Diamonds may not be quite as rare as you think, scientists report.
“Diamond formation in the deep Earth—the very deep Earth—may be a more common process than we thought,” says Johns Hopkins University geochemist Dimitri A. Sverjensky, whose research on the subject appears online in Nature Communications.
The findings “constitute a new quantitative theory” about how diamonds come to be, according to the researchers. Still, that theory isn’t going to make engagement rings any cheaper.
For one thing, the prevalence of diamonds near the Earth’s surface—where they can be mined—still depends on relatively rare volcanic magma eruptions that raise them from the depths where they form. For another, the diamonds considered in Sverjensky’s studies are not necessarily the stuff of romantic betrothals, unless the ring recipient has a microscope. Most of the gems would be only a few microns across and not visible to the unaided eye.
Using a chemical model, Sverjensky and graduate student Fang Huang found that diamonds can be born in a relatively simple natural chemical reaction. Specifically, the model—yet to be tested with actual materials—shows that diamonds can form with an increase in acidity during interactions between water and rock.

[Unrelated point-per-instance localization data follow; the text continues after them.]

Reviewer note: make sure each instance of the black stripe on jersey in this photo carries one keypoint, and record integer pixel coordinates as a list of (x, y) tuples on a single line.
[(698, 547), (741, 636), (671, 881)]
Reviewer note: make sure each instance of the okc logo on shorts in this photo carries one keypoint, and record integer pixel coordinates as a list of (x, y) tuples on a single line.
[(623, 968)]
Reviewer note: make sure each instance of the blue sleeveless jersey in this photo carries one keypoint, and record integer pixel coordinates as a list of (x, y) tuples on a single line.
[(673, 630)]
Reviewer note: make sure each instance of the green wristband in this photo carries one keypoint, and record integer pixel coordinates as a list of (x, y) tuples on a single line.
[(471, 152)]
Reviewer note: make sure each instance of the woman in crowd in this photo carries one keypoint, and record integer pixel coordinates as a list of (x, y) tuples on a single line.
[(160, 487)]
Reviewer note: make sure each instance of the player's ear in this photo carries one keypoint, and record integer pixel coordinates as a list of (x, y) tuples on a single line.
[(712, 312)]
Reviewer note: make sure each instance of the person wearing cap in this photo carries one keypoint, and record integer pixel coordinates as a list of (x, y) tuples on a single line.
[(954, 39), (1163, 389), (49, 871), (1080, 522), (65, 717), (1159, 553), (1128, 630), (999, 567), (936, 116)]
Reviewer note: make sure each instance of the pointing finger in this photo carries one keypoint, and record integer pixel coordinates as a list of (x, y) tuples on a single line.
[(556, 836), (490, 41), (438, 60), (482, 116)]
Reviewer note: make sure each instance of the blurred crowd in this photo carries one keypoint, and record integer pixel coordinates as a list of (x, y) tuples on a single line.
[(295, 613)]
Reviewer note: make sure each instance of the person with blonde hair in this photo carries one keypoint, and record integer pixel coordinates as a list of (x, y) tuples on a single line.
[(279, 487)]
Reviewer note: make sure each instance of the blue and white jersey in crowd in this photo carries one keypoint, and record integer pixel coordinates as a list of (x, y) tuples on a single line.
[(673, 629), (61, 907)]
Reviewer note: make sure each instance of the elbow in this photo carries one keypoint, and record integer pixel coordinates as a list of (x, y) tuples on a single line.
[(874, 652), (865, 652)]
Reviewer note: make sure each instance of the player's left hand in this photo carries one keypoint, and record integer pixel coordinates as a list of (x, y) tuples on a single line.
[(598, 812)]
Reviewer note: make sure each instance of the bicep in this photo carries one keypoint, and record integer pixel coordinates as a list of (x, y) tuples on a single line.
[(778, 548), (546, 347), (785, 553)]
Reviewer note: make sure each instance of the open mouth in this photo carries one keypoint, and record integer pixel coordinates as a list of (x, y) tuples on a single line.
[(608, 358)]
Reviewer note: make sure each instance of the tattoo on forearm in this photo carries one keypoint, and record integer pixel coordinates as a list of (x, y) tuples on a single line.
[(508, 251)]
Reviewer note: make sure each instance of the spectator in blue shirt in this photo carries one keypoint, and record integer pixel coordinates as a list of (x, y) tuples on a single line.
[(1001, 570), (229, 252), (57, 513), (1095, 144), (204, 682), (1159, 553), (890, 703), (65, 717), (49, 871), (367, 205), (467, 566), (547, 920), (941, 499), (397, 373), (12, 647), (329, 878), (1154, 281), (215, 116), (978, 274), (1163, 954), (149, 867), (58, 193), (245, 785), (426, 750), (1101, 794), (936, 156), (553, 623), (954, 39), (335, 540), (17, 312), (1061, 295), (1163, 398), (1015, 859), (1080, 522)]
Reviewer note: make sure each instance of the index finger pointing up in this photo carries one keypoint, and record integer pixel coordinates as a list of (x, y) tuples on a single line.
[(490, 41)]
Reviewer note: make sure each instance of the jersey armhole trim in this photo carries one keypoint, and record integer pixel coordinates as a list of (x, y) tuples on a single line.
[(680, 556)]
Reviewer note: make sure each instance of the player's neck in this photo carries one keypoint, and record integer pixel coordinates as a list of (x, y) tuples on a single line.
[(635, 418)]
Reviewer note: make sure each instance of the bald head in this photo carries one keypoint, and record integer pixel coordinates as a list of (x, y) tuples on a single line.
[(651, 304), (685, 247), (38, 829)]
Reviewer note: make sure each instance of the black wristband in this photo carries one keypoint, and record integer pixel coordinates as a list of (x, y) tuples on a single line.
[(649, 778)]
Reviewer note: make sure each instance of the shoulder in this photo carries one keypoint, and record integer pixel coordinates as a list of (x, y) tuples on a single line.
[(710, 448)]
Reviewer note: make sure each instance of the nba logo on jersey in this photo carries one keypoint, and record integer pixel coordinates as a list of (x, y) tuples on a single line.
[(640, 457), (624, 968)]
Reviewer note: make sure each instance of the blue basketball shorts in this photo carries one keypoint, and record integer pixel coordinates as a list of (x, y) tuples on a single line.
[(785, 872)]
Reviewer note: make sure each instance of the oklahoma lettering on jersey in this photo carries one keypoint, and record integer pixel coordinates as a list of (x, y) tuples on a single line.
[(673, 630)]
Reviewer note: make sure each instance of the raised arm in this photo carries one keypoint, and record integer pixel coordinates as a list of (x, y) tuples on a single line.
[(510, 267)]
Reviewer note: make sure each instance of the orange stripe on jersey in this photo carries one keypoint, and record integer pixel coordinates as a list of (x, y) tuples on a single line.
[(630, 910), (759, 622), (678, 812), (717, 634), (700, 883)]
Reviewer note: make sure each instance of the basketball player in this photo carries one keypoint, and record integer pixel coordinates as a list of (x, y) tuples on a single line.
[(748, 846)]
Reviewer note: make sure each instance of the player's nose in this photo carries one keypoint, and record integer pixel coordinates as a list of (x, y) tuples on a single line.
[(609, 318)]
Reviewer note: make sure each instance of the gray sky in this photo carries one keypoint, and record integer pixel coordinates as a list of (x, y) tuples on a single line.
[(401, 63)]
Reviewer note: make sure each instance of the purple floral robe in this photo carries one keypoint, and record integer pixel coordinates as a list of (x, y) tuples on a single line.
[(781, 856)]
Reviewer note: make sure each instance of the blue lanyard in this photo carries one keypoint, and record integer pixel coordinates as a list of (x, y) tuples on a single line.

The common understanding up to now has been that diamonds are formed in more complex processes involving the movement of fluid and either the oxidation of methane or the chemical reduction of carbon dioxide. Oxidation results in a higher oxidation state, or a gain of electrons. Reduction means a lower oxidation state, and collectively the two are known as “redox” reactions.
“It was always hard to explain why the redox reactions took place,” says Sverjensky, a professor of earth and planetary sciences. The reactions require different types of fluids to be moving through the rocks encountering environments with different oxidation states.
The new research shows that water scores of miles underground could produce diamonds as its pH falls naturally—that is, as it becomes more acidic—while moving from one type of rock to another, Sverjensky says.
The finding is one of many in about the last 25 years that expands scientists’s understanding of how pervasive diamonds may be, Sverjensky says.